Taylor's property along rural Creek Road outside Kennett Square was recently selected by the Sustainable Sites Initiative (SITES) to participate in a pilot program designed to evaluate a new rating system for sustainable landscapes.
SITES is a partnership established in 2005 by The American Society of Landscape Architects, the Lady Bird Johnson Wildflower Center at The University of Texas at Austin and the United States Botanic Garden. It was originally established to create an official set of voluntary guidelines for those who wish to design sustainably.
The project includes 174 participants in 34 states and Canada, Iceland and Scotland. Participating landscapes are rated on such criteria as site selection, soil, vegetation, human health and well-being, materials, construction, and maintenance.
The project's eventual goals include restoring habitats, rehabilitating landfills, cleaning and storing stormwater, lowering the urban heat effect and creating outdoor educational activities.
The study will continue until June 2012, and the results and final reference guide will be released in 2013.
For Taylor, a longtime resident of the sustainable community, the decision to participate in the project was easy.
"My transition into sustainable design began around 1993," Taylor said. "The horticulture community was introducing the concept of native plants and who should grow them. I found myself trying to teach customers what was right for the community and the environment as a salesperson. Then, in 1996, I made the commitment to switch into education."
Taylor went on to receive her master's degree in education with a focus on environmental education, and she later spent six months running two nonprofit environmental education programs and volunteering in her township as a spokeswoman for resource management.
"I finally got the chance to teach people what was right for the environment," Taylor said. "Now I'm able to speak the speak and walk the walk by telling people what's best for their property because I do it myself. I decided to participate in SITES because the program could marry my love of architecture, understanding natural systems, and teaching people how to have a relationship with the land."
Taylor's hillside 1.5-acre property consists of a house originally constructed in 1933 by tenant farmers and a fenced-in piece of land composed of both wooded areas and meadow. Additionally, the site boasts a straw bale hut with a roof covered in living plants and moss as well as multiple gardens consisting entirely of native plants and grasses.
Each garden was designed by Taylor with a specific purpose in mind to fulfill the human health and well-being aspect of the SITES survey.
A small, shaded grove off the main house offers Taylor and her husband a place for morning coffee. A large, sunlit, hillside clearing with a spiral pathway of stones was created to give visitors a quiet place for contemplation and reflection.
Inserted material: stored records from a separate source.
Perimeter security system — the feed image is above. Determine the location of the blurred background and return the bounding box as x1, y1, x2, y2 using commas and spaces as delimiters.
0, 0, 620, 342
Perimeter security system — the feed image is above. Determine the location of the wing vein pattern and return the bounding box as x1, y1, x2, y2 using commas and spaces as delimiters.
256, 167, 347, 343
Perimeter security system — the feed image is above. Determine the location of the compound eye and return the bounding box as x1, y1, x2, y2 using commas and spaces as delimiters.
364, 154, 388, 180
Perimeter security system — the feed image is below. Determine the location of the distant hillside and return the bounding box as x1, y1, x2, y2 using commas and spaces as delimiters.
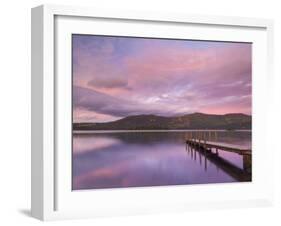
73, 113, 252, 130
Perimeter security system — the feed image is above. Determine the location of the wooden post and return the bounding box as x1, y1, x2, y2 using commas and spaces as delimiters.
204, 132, 207, 148
243, 155, 252, 173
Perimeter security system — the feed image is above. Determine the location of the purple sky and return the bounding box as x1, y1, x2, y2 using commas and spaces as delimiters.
73, 35, 252, 122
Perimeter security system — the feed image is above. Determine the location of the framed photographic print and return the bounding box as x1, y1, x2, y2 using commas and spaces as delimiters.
32, 5, 273, 220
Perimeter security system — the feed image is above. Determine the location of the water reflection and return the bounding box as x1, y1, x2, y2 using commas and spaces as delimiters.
73, 132, 251, 189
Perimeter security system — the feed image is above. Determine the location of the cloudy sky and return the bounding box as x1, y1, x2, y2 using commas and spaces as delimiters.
72, 35, 252, 122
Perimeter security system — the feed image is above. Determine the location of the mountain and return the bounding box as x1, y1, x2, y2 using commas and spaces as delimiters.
73, 113, 249, 130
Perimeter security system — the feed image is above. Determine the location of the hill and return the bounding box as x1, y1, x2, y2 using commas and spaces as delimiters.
73, 113, 252, 130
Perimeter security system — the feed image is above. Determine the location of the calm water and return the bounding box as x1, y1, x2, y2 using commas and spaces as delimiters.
73, 131, 251, 190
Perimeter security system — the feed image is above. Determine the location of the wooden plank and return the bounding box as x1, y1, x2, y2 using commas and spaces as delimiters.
187, 140, 252, 155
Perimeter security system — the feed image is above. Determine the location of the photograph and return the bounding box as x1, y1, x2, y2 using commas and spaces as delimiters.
70, 34, 252, 190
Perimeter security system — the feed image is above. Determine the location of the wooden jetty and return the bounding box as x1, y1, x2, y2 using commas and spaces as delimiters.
186, 131, 252, 181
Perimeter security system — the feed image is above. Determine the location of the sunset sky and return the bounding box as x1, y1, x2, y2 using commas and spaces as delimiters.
72, 35, 252, 122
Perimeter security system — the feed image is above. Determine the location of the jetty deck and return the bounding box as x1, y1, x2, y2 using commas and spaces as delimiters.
186, 131, 252, 181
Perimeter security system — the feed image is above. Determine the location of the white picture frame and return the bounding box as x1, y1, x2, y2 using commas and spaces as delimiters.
31, 5, 273, 220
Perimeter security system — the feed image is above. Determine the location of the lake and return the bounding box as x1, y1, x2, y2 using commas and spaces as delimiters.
72, 131, 251, 190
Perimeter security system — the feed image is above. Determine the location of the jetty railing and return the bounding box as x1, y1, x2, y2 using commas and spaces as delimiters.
186, 131, 252, 178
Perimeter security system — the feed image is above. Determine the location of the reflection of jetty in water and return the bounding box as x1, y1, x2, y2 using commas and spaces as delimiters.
186, 131, 252, 181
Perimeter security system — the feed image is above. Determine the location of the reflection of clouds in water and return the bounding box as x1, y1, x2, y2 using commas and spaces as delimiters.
73, 132, 251, 190
73, 137, 121, 154
73, 144, 233, 189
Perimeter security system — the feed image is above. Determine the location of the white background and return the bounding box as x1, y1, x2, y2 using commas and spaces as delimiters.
0, 0, 281, 226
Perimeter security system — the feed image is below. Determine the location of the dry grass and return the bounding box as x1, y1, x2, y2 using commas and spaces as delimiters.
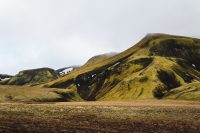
0, 100, 200, 133
0, 85, 72, 102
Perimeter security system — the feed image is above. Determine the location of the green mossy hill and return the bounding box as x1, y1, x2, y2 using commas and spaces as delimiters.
7, 68, 58, 85
85, 52, 117, 66
45, 34, 200, 101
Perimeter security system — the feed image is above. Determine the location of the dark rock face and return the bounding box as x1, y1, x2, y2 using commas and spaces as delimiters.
7, 68, 58, 85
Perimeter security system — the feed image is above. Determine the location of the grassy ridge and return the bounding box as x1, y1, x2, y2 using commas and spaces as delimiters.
41, 34, 200, 100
"Part of having a relationship with the earth and community at whole involves relaxing and taking those moments for personal rejuvenation,"
Taylor pointed out. "Stop! Pause! We're always going!"
As a landscape architect focusing in sustainable design, Taylor sees a slow
but hopeful future for sustainable construction.
"We have a problem in our system of economics in that we don't equate the value of ecosystem services," Taylor said. "But I do see municipal leadership changing rules and requirements for how things are done, and much more garden industries business.
"We've been handed a very difficult series of problems, but if we look at it like a puzzle, we can achieve better care of our water and soil, protect our culture, and obtain personal and spiritual rejuvenation."